L’écrivain algérien Boualem Sansal : Le monde dit arabe se fracture inéluctablement ; seuls les islamistes portent un projet mondial conquérant

 

 

 

Le journal algérien en français El-Watan affichait une interview de Boualem Sansal, écrivain algérien francophone, auteur de 2084, paru en 2015, ainsi que de nombreux autres romans et essais. Faisant ouvertement référence à 1984 de George Orwell, 2084 décrit un régime totalitaire fortement inspiré par l’islam. Le livre a été couronné du Grand prix du roman de l’Académie française en 2015.

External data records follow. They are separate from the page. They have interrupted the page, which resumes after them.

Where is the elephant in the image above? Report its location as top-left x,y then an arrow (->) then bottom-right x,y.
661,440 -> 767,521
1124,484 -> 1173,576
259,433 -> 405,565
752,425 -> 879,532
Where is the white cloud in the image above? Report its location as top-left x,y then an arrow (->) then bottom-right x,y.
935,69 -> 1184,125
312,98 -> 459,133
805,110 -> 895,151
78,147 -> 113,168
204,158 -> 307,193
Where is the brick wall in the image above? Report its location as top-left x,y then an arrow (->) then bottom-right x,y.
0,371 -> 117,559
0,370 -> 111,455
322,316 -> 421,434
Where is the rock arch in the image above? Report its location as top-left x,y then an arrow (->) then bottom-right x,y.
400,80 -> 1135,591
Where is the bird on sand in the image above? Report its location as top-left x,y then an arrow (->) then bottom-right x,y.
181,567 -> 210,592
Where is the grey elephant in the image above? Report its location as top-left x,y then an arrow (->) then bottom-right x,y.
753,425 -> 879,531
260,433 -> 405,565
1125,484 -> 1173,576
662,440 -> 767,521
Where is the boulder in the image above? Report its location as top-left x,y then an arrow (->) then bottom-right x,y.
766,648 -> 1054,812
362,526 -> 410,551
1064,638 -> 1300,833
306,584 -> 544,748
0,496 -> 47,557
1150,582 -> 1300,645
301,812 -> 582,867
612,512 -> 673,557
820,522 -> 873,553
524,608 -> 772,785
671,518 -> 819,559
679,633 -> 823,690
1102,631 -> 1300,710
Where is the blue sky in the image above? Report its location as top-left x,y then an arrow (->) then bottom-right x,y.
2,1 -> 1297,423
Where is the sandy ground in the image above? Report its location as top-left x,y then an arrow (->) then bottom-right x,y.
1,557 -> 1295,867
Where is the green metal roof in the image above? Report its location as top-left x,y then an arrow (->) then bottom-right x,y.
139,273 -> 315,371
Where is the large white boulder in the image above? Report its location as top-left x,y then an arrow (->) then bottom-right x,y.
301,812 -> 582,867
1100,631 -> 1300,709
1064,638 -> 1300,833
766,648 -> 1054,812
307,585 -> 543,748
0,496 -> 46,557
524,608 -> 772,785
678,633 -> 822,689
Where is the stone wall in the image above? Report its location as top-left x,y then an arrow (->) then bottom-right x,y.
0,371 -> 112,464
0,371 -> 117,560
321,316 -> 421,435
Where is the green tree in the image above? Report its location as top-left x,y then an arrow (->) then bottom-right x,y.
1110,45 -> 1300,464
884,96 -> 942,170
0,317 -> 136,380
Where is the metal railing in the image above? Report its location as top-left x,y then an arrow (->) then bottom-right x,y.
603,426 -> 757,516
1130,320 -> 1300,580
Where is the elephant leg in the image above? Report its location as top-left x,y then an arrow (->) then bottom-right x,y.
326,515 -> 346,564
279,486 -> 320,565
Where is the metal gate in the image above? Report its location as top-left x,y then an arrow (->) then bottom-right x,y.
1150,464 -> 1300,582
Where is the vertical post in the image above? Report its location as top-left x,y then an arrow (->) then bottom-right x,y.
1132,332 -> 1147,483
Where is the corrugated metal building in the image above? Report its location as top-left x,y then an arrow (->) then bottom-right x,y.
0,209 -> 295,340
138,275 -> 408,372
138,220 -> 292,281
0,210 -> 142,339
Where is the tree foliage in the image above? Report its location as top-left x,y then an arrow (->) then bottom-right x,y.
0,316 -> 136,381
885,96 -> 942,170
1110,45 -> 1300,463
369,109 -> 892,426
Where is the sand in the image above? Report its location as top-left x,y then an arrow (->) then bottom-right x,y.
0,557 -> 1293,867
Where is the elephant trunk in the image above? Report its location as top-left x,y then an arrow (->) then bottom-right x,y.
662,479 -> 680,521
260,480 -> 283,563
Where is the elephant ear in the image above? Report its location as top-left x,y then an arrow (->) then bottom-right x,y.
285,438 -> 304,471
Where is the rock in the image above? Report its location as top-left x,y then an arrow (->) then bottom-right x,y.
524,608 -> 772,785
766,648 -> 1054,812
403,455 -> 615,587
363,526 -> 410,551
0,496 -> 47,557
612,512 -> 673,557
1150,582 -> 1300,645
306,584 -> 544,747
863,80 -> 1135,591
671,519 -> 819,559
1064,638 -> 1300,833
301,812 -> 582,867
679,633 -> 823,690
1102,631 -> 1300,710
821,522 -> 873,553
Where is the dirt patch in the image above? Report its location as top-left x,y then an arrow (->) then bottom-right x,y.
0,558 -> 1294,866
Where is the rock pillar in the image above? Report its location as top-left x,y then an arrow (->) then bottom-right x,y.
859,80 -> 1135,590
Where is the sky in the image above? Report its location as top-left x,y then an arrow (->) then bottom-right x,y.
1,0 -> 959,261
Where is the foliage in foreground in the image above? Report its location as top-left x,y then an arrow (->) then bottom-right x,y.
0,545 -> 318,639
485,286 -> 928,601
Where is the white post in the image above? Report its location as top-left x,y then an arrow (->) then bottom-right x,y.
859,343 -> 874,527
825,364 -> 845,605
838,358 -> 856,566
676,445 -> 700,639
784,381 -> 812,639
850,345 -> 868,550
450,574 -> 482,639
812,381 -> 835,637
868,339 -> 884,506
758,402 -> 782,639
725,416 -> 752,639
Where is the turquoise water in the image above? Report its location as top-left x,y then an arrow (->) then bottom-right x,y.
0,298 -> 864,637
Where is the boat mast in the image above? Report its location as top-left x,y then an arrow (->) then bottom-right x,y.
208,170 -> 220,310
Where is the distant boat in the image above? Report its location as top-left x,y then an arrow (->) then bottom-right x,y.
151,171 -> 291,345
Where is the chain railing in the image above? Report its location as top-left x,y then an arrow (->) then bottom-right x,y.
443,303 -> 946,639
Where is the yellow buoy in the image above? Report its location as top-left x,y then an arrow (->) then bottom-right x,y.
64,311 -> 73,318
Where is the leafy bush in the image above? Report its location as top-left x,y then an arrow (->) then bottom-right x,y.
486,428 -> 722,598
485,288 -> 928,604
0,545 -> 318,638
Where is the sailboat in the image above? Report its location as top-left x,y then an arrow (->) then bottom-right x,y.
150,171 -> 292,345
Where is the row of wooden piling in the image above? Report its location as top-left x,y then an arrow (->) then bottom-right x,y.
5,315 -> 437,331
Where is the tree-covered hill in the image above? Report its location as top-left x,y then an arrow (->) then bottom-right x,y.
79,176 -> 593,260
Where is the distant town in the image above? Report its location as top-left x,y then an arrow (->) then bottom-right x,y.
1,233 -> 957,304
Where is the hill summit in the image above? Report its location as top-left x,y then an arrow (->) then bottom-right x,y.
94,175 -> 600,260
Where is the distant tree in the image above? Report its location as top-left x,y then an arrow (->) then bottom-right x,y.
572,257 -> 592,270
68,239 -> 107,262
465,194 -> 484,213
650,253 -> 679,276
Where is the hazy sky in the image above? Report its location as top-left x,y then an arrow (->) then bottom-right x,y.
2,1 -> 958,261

Dans l’entretien dont voici des extraits ci-dessous, Sansal revient sur l’accueil mitigé fait à l’ouvrage, sur sa situation personnelle dans son pays, et sur la situation dans le monde arabe et en Occident face à la progression du projet islamiste.

Boualem Sansal : « décrire ce que serait le monde si l’islamisation radicale se poursuivait »[1]

Journaliste : Vous m’avez confié que votre roman 2084, qui a été élu meilleur livre de l’année 2015, était sorti à un bien mauvais moment, pourquoi ? Vous aviez bien prédit les attentats de Paris…

Boualem Sansal : 2084 se voulait une réflexion sur les systèmes totalitaires religieux, inspirée en partie par 1984, le chef-d’œuvre de George Orwell, paru en 1949, qui décrivait un système totalitaire de type stalinien. J’ai commencé à l’écrire en 2013 au moment où je publiais Gouverner au nom d’Allah. Islamisation et soif de pouvoir dans le Monde arabe.

Dans cette dystopie, je tente de décrire ce que serait le monde si l’islamisation radicale se poursuit dans le monde comme elle s’est faite ces dernières années dans certains pays (Afghanistan, Algérie, Mali, Nigeria). Et voilà qu’au moment où j’envoyais le manuscrit à mon éditeur, se multiplient les attentats islamistes dans le monde, particulièrement en France, et que Houellebecq venait de sortir un roman choc, Soumission, décrivant une France gouvernée par un parti islamiste modéré.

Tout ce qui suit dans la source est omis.